The U.S. reached the estimates by looking at Iran's trade imbalances with oil importers based on customs data from each of the relevant countries. The figures show Iran cannot spend the full amount it earns because it is limited to buying only non-sanctioned goods for imports from the small pool of trading partners. And it is not able to repatriate the money to fill its foreign reserve coffers or cover any budget shortfalls.
Garbis Iradian of the Institute of International Finance, an economic think tank, noted that despite wave after wave of sanctions, Iran continues to run a trade surplus. But that surplus has been shrinking steadily since 2011. The assets piling up abroad could render most of that remaining surplus essentially unusable.
"This is a major development," Iradian said. "If they don't have access to this, it is an additional burden, and if that continues on they will feel the pain," he added. "It seems the sanctions intensified with this accessibility issue."

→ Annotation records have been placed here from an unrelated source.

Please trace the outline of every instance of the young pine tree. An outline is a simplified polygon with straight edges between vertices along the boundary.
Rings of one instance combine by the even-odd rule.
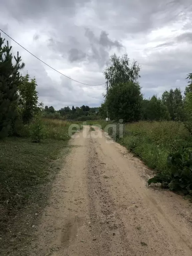
[[[8,135],[18,115],[19,71],[25,66],[24,63],[20,64],[21,59],[18,52],[17,57],[14,57],[15,63],[13,63],[12,47],[9,46],[8,41],[3,46],[4,41],[0,34],[0,138]]]

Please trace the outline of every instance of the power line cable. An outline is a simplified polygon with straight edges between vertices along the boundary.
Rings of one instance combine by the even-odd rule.
[[[53,68],[52,68],[52,67],[51,67],[50,66],[49,66],[49,65],[48,65],[48,64],[47,64],[46,63],[45,63],[45,62],[44,62],[44,61],[43,61],[42,60],[40,59],[39,59],[38,57],[37,57],[36,56],[35,56],[35,55],[34,55],[34,54],[33,54],[33,53],[32,53],[31,52],[30,52],[29,51],[27,50],[26,48],[25,48],[24,47],[23,47],[23,46],[22,46],[22,45],[21,45],[20,44],[19,44],[18,43],[16,42],[15,40],[14,40],[14,39],[13,39],[12,37],[8,35],[7,35],[7,34],[6,34],[5,32],[4,32],[4,31],[3,31],[0,28],[0,30],[2,32],[3,32],[3,33],[4,33],[4,34],[6,35],[8,37],[9,37],[9,38],[10,38],[12,40],[13,40],[13,41],[14,41],[15,43],[16,43],[16,44],[17,44],[19,45],[20,46],[21,46],[21,47],[22,47],[22,48],[24,49],[26,51],[27,51],[29,53],[30,53],[30,54],[31,54],[31,55],[33,55],[33,56],[34,57],[36,58],[36,59],[37,59],[38,60],[40,60],[40,61],[41,61],[42,62],[43,62],[43,63],[44,64],[45,64],[48,67],[49,67],[50,68],[52,68],[52,69],[53,69],[54,70],[55,70],[55,71],[56,71],[56,72],[57,72],[58,73],[59,73],[59,74],[60,74],[61,75],[62,75],[64,76],[65,76],[66,77],[67,77],[68,78],[69,78],[69,79],[70,79],[71,80],[72,80],[73,81],[75,81],[75,82],[76,82],[77,83],[79,83],[80,84],[84,84],[85,85],[89,85],[90,86],[98,86],[99,85],[102,85],[106,83],[106,82],[105,82],[104,83],[103,83],[102,84],[96,84],[96,85],[89,84],[85,84],[84,83],[81,83],[81,82],[79,82],[79,81],[77,81],[76,80],[75,80],[74,79],[73,79],[73,78],[71,78],[71,77],[69,77],[69,76],[66,76],[65,75],[64,75],[64,74],[62,74],[62,73],[61,73],[61,72],[60,72],[59,71],[58,71],[58,70],[57,70],[56,69],[55,69]]]

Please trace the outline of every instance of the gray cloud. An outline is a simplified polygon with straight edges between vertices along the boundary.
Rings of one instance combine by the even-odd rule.
[[[76,48],[72,48],[69,50],[69,60],[71,62],[77,61],[81,61],[85,59],[86,54],[80,50]]]
[[[190,0],[8,0],[1,5],[0,27],[56,69],[86,83],[104,82],[110,55],[126,50],[142,66],[145,95],[160,95],[175,86],[183,90],[192,72],[192,6]],[[60,77],[9,40],[25,63],[24,73],[36,77],[45,104],[58,109],[102,101],[104,86]]]
[[[177,37],[178,42],[188,42],[192,43],[192,32],[186,32]]]

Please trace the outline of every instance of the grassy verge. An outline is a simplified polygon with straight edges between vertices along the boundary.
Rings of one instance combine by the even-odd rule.
[[[104,129],[112,122],[97,120]],[[159,172],[170,172],[166,164],[168,155],[181,146],[192,149],[192,136],[181,123],[173,121],[146,122],[123,125],[123,136],[119,137],[119,124],[116,125],[116,141],[140,157],[150,168]],[[112,136],[112,129],[109,133]]]
[[[71,123],[42,121],[46,138],[40,143],[25,137],[10,137],[0,142],[0,246],[2,255],[21,253],[30,243],[33,225],[50,191],[51,181],[66,152]],[[30,129],[28,126],[25,127]],[[26,132],[26,131],[25,131]],[[20,250],[21,250],[21,251]]]

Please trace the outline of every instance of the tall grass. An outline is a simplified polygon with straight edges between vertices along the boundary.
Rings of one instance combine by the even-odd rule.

Iradian, the deputy director of the IIF's Africa and Middle East Department, said Iran's total trade surplus has fallen from about $70 billion in 2011 to about $44 billion in 2012. The IIF estimates it will reach about $38 billion by the end of this year. And with $1.5 billion a month accumulating in restricted accounts, some $15 billion of the $38 billion surplus may be out of reach.
"This brings down their trade surplus to almost zero," said Iradian. "That is quite severe. ... They are entering a dangerous zone."
The senior U.S. official also disclosed a previously unreleased government estimate that crude oil revenues have fallen 58 percent since late 2011 because of sanctions. The revenues averaged an estimated $8 billion a month in the first half of 2011, then fell to $6.3 billion in the first half of 2012 and an estimated $3.4 billion monthly in the first half of 2013, according to the assessment.